La democracia es la necesidad de doblegarse de vez en cuando a las opiniones de los demás (W. Churchill)

¡Caras nuevas!

Estamos en una situación de “extrema necesidad” política en la que con urgencia –queda poco tiempo– la actual llamada “casta” política habría de llevar a cabo su autoinmolación para dar paso, dentro de las propias formaciones existentes, a caras nuevas. Se dirá que no son las caras sino los comportamientos los que han de ser nuevos. Pero no es menos cierto que no será creíble en absoluto cualquier medida de regeneración de las actuales formaciones políticas si no se retiran de la vista / vida pública los rostros a los que están indeleblemente asociadas las actuaciones y dejaciones que han provocado la huida masiva y definitiva de sus antiguos presuntos “naturales” votantes.

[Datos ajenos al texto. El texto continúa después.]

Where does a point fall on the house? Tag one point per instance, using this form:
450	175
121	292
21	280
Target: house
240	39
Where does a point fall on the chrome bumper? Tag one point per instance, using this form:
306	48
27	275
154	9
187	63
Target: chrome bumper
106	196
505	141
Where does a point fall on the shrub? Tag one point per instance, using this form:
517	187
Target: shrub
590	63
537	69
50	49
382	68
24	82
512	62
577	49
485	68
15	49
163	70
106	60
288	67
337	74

Después del desastre electoral que los dos partidos más importantes sufrieron en las elecciones europeas de 25 de mayo de este año 2014, uno de ellos, que tenía ya programado un proceso de relevos internos, intenta mostrar un nuevo rostro. El otro partido, por lo visto, no ha considerado hasta ahora necesario ni el más ligero retoque en su ajado y desagradable maquillaje. Hasta ahora. En este momento cada día son más numerosas y autorizadas las voces de quienes consideran imprescindible y urgente una completa renovación de …caras. ¿No sería un milagro que abandonaran sus posiciones las actuales oligarquías partitocráticas? Ciertamente no cabe esperar sin milagro que quienes hoy están instalados en posiciones de poder –y por muy claras que vean las amenazas de exterminio electoral que se ciernen sobre ellos– tengan la lucidez, el arrojo, la inteligencia y hasta la sagacidad necesarias para sencillamente “retirarse” y dejar sus puestos, mediante fiables procesos (congresos extraordinarios, “primarias” a todos los niveles) a quienes no estén manchados con el descrédito y la sospecha…

En este momento –ya ha llegado– en que ese “milagro” les parece cada día a más ciudadanos la única posibilidad de evitar el hundimiento aun del propio sistema democrático, permítasenos recordar cómo hace ya más de un añoi nos permitimos expresar ese sueño de radical regeneración política.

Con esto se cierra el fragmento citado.